Aspen’s site has since changed to reflect the fact only gift cards will be given to ticket holders.
“I found it very sneaky of a business to do that,” Robson said.
Gateman said the verbiage may be confusing, but train tours are never refunded, and the terms and conditions stipulate that. Still, she added that she understands the frustration.
“We understand where our customers are coming from. It’s a hard time for us — it’s a hard time for them.”
Gateman added that the credit does not expire, is totally transferrable and can be used any time of the year and for anything at Aspen Crossing — but a refund simply isn’t possible.
“We are so happy to work with our clients.

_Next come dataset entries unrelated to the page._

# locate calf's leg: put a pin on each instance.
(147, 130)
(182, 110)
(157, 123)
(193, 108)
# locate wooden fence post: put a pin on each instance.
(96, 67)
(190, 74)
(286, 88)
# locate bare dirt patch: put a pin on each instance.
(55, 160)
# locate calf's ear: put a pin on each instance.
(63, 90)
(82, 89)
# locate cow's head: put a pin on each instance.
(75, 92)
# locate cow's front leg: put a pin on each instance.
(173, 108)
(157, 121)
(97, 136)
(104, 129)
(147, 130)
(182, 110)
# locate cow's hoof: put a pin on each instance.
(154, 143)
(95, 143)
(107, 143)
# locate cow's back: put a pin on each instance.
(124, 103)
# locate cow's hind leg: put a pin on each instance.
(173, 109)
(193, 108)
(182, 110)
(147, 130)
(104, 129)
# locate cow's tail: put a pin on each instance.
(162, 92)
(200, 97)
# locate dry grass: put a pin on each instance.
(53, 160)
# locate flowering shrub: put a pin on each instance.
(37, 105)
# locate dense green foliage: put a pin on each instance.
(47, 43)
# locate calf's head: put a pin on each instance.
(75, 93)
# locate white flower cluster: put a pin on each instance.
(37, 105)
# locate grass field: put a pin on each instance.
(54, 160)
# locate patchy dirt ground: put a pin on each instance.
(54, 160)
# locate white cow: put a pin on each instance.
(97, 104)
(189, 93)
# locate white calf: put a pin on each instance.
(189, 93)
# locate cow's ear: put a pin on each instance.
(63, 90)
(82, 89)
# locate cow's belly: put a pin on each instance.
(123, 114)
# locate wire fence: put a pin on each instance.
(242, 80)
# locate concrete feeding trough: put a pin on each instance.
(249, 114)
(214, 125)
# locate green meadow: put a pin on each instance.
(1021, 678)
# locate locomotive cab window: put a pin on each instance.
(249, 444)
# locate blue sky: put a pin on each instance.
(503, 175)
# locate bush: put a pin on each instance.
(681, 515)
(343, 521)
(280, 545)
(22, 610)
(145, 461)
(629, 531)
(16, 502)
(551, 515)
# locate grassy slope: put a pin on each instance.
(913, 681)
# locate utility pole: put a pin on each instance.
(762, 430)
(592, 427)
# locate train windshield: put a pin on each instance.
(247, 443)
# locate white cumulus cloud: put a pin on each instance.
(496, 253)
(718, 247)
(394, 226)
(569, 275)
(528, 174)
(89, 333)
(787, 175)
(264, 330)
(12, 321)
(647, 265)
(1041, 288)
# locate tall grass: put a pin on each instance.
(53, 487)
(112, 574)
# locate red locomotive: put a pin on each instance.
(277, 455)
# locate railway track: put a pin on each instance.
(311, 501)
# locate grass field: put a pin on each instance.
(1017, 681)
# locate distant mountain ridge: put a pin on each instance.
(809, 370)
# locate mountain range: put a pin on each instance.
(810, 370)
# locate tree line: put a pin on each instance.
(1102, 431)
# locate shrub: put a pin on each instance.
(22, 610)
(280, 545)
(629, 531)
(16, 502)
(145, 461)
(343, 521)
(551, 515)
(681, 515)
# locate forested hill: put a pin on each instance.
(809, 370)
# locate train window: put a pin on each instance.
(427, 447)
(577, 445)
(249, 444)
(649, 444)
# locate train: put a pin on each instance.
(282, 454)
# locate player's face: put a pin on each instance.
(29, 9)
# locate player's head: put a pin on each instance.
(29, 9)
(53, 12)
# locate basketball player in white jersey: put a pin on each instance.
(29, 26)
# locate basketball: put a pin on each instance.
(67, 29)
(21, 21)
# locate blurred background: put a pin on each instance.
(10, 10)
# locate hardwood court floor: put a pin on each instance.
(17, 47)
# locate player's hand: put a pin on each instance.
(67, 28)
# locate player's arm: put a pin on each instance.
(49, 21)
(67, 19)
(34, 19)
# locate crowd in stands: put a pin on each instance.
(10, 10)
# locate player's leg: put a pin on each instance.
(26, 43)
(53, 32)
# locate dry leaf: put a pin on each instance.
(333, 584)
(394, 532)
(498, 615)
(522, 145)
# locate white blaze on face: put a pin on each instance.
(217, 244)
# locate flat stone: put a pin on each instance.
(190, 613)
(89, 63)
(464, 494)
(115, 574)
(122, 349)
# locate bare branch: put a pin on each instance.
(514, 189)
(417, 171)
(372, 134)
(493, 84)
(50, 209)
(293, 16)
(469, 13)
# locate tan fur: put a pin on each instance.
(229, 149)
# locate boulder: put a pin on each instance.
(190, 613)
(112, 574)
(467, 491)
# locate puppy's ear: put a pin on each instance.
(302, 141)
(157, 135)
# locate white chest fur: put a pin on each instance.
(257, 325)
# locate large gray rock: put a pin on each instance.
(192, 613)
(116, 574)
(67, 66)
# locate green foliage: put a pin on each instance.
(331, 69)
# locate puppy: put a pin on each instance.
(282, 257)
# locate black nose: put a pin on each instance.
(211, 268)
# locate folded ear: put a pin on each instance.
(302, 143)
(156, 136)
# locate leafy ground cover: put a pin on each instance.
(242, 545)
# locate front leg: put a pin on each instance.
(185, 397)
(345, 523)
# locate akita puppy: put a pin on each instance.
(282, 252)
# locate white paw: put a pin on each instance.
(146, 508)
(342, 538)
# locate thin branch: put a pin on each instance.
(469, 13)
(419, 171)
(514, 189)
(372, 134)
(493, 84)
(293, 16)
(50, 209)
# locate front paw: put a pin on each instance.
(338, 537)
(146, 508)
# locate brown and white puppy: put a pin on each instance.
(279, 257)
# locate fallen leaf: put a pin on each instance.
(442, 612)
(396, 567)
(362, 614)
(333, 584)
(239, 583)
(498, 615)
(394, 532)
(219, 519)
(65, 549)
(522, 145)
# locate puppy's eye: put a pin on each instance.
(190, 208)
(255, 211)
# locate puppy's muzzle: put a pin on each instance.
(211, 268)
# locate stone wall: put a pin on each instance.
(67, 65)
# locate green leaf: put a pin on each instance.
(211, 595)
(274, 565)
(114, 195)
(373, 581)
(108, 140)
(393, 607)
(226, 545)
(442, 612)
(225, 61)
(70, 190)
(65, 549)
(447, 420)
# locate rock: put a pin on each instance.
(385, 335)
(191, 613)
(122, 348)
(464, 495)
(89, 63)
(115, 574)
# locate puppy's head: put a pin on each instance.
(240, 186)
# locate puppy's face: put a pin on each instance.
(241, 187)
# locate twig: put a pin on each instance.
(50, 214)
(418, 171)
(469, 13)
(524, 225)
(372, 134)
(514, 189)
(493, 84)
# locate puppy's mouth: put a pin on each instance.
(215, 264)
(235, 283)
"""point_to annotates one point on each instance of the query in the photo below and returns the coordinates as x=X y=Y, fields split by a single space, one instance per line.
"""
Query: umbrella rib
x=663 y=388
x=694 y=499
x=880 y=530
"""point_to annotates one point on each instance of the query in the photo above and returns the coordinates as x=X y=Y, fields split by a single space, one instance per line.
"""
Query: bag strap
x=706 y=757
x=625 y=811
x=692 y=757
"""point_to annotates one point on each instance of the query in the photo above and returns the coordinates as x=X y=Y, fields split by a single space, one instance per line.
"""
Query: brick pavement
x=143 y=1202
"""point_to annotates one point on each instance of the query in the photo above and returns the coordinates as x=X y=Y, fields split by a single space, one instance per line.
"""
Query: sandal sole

This is not their fault — this is not our fault,” she said.
“But as a small business, we cannot take the hit.”
Robson said neither can her family, and added she would have been more willing to accept the credit if the company had been more up front with customers.
“Had I not contacted them, we would have travelled the hour-and-a-half away thinking that our excursion was still happening,” she said, “only to find out it was not.”
Consumer protection against cancelled events
Global News reached out to Service Alberta to check what recourse a consumer has when an event is cancelled.
“Unless there were specific regulatory requirements for the business or transaction type (e.g. internet sales, direct sales contracts, etc.), then the refund policy is governed by the policies set by the business,” Service Alberta said in a statement.
It went on to say if a business refuses to honour its refund policy, or refuses to provide any refund, then it might be considered an unfair practise.
In addition, Service Alberta said if the business didn’t have a policy that it had communicated to consumers, minor changes in how it was going to refund would be unlikely to represent an unfair practise.
Polar Express has been given the go-ahead to run in 2021.